Trumka, speaking at an employment conference co-sponsored with the Economic Policy Institute (viewable here), made infrastructure No. 2 in his five-point jobs plan. Pointing to estimates that the nation’s unmet physical repair needs are nearing $3 billion, he said:

Every dollar spent on infrastructure employs workers all
down the supply chain in construction, manufacturing, design and
engineering – and we need to be sure these dollars create U.S. jobs and
develop badly needed U.S. industrial capacity. And we
need to invest in good green jobs – green technology, energy-efficient
retrofits of public buildings and the smart power grid.

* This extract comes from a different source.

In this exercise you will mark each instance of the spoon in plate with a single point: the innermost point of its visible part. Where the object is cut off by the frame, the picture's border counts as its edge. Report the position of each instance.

Before making his remarks this morning, Trumka talked job creation with
House Democrats, who are still debating the timetable for a new federal
transportation bill. The major sticking points, however, remain how to pay for the $500 billion legislation and whether infrastructure spending should be "front-loaded" into a shorter window than the usual six years.

Roll Call offers a map of the landscape today, which may sound familiar to transportation policy wonks:

The question
for Congressional leaders has been whether the spending in such a plan
could enter the economy quickly enough and how to pay for it. Some
Democrats, led by Rep. Peter DeFazio (Ore.), are pushing for a new
transaction tax on Wall Street to help rebuild Main Street, believing
it would put Republicans opposing any tax increases in the position of
backing Wall Street traders over middle-class Americans.

But
there also have been concerns that such a bill could be lampooned as
pork-laden, given that it will be packed with earmarks. The last
transportation bill, crafted when the GOP was still in charge, included
the “Bridge to Nowhere” in Alaska that became a symbol of wasteful
spending.

Leaders
kept traditional earmarks out of the stimulus package earlier this year
exactly because of that fear — although that didn’t stop Republicans,
who voted en masse against the plan, from blasting it as an unnecessary
spending spree.

The
next stimulus plan could go far beyond new roads and bridges, however.
Speaker Nancy Pelosi (D-Calif.), who has already held her own meeting
with economists who universally recommended additional spending, has
noted that Appropriations Chairman David Obey (D-Wis.) has presented an
array of potential items behind the scenes. Publicly, Pelosi — who has
eschewed the word stimulus — has mentioned such items as more aid to
cash-strapped states and a tax credit for hiring new workers.